How to increase Your Milk Supply When Pumping

If you are breastfeeding and are wanting to use a breast pump create a stash of breastmilk for the freezer, you might want to look at ways to increase your milk supply when pumping.

When breastfeeding, overtime your supply will adjust to your babies needs and routine and when it comes to pumping you might find that you can't express enough milk to start creating a milk stash for your freezer. Whilst you can use breast milk collectors to catch any let-down from the opposite breast to what you're feeding from, it might not be enough for a full feed for your baby.

Knowing how to increase your milk supply when pumping is always good practise, especially for if you are going away, returning to work or are just planning to exclusively breast pump.

How to increase your milk supply when pumping:

1. Pump more often

Baby's will naturally stimulate more milk by cluster feeding, in order to get the right amount of milk for their needs, but there is a manual way to mimic this.

By power pumping, you increase how often you express milk in order to encourage your body to produce more milk. Also known as cluster pumping, you're encouraging the milk production through emptying your breasts, as this is what will trigger more milk to come in.

While pumping more often might not be practical in a work environment, you can practise this over weekends and at night.

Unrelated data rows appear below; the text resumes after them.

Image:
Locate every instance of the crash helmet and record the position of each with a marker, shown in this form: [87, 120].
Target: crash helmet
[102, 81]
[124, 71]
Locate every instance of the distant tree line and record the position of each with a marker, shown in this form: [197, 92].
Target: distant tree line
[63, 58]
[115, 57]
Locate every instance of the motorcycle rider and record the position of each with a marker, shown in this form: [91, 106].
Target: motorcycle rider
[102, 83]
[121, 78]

By increasing when you pump by even an extra pumping session, this could help to increase your milk supply.

2. Pump after breastfeeding

If you are exclusively breastfeeding your baby, by investing in a more affordable breast pump to use after you've nursed your baby can help to increase your milk supply.

Your breast might still feel full after feeding your baby, so by ensuring that your breasts are completely empty can, over time, lead to an increase in the amount of milk you produce.

Using a double breast pumps can be handy for this too, as it's time efficient when expressing, as you can pump both breasts at the same time.

3. Use the right equipment

While it could seem easier to just choose the first breast pump you see online with a few good reviews, there are a lot of factors to consider when buying one.

Like all our tried and tested breast pumps, it's important to look at everything from the size of breast shield you will need to wear to correct storage and ease of use.

What to consider:

• Can it be cleaned with a steriliser.
• What breast milk storage will you need.
• Does the pump come with different size breast.
• Is the pump manual or electric.

4. Try lactation cookies

While there is no secure scientific evidence that lactation cookies do actually increase milk supply, they do contain important ingredients that can help to keep your energy levels and nutrition at their best, which is essential when breastfeeding and supporting your breastmilk supply.

The best thing is they're delicious and nutritious for the whole family too!

5. Maintain a healthy diet

As previously mentioned, a good diet plays a huge role in your breastfeeding journey, as it's essential to ensuring your baby gets all the right nutrients.

It's also essential for you to get all the right nutrients for feeling more energised, having enough calories and keeping hydrated.

It could be a good idea to prep some healthy meals for your breastfeeding journey, so that you aren't tempted to skip meals or order takeaways, (although it's important to remember to treat yourself from time to time too!)

Keeping hydrated and drinking plenty of water is also important, and you should aim to drink at least one glass of water every time you breastfeed or pump.

6. Talk to a lactation consultant

If you have tried everything to increase your supply or need extra support, it's important to speak to a lactation consultant.

Lactation consultants can help with correcting your babies latch if needed. They can also provide more tailored advice to your dietary needs and lifestyle.

FAQs

What breast pump should I use to increase my milk supply?

The type of breast pump you use would be entirely down to choice.

Some mums find an electric breast pump a lot easier, as it often allows you to be hands-free. They are also designed to mimic babies natural sucking.

Other mums might prefer a manual breast pump. These can often be quicker to use and won't require access to a plug socket like some electric pumps do.

How do I store my breastmilk supply?

According to NHS advice on expressing and storing breastmilk, you can store breastmilk in a sterilised container or milk storage bag for up to eight days in the fridge. It can also be stored in a freezer for up to six months.